Mechanically, however, the Sky is virtually identical to the Solstice, for both better and worse. On the plus side, it's a fun car to drive. How could it not be? The chassis sits superlow, the tires cling to the pavement, and the Sky tracks tight curves as if it's on rails. But as with the Solstice, there are major frustrations: Poorly laid-out interior features, too much cheap plastic, and noise, noise!, NOISE! The Sky is the most interesting car Saturn has offered in a long time, but if the brand is going to come alive once again, it's going to have to aim higher.
Nits: The manual seat adjusters are almost impossibly out of reach, practically requiring you to get out of the car to recline the seatback.
G forces: Find the curviest road you can, and have a ball. The Sky is so small and grabby that it corners more tightly than physics should allow.
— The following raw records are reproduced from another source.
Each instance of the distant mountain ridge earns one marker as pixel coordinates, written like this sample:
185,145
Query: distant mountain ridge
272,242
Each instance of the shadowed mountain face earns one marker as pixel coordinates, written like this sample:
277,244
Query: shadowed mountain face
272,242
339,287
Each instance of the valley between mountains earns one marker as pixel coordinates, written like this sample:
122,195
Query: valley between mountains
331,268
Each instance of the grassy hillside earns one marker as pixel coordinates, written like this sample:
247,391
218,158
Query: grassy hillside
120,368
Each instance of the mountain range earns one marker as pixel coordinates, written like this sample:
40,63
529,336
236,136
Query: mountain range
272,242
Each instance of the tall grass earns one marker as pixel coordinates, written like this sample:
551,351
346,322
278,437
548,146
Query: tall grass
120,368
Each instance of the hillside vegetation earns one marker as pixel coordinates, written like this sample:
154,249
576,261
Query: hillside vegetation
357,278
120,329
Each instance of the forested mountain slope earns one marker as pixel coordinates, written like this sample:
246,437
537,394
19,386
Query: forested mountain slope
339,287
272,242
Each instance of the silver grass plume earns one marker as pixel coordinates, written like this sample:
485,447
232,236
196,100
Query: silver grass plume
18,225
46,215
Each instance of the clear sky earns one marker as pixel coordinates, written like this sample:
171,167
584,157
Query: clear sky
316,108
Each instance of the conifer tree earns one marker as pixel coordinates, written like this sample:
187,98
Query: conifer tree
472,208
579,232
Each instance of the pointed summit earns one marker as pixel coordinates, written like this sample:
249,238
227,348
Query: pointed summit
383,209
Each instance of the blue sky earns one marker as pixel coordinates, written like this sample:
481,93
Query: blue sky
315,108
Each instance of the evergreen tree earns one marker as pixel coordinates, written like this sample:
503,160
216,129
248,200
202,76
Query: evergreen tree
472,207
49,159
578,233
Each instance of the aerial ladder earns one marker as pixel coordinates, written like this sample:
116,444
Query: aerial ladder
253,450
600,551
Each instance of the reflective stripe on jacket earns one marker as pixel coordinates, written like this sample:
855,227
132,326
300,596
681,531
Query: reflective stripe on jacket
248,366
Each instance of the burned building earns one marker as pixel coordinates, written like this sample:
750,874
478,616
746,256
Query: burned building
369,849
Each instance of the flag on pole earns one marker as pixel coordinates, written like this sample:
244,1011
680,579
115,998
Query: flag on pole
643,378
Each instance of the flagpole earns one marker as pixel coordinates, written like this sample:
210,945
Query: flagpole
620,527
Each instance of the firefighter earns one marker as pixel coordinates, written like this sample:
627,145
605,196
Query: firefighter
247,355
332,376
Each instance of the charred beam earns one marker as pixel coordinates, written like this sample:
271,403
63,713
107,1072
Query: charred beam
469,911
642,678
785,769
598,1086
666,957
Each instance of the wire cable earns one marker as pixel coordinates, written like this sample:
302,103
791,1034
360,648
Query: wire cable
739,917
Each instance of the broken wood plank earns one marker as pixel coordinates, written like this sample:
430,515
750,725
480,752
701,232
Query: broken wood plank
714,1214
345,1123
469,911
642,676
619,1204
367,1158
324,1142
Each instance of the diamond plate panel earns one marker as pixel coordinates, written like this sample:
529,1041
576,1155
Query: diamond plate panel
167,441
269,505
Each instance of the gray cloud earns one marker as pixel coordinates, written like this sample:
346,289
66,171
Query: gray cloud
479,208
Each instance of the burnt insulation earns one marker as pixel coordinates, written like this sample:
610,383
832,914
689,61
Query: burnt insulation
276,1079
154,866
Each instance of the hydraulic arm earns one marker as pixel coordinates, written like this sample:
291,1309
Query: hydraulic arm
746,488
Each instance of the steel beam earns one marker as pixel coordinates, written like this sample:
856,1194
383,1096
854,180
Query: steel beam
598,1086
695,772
The engine isn't particularly zesty, though, and just when you're in the mood for some truly sporty driving, it disappoints. The ride is rough, but no complaints there-that's what you get in a roadster.
Gizmology: The dashboard controls are a little slicker-looking than in the Solstice. But they still feel flimsy. One nice surprise, given the corner-cutting elsewhere in the Sky, is a clever cupholder that pops out of the dash on the passenger side. Stowing the convertible top, by contrast, is one of the most convoluted operations ever required of a driver. The Mazda Miata's top, in comparison, stows with a couple easy maneuvers that don't even require you to get out of the car.
Kid marks: There's no back seat, but the kids will beg for a ride anyway.
Hot or not: Hot. It's cute and imposing all at once.
Pain at the pump: Modest. Mileage rankings range from 20 mpg/city to 28 mpg/highway.
Crash course: Not crash-tested by the government or by private testing organizations.
Price points: Base price is $23,690. Price as tested: $25,355. (All prices include delivery.)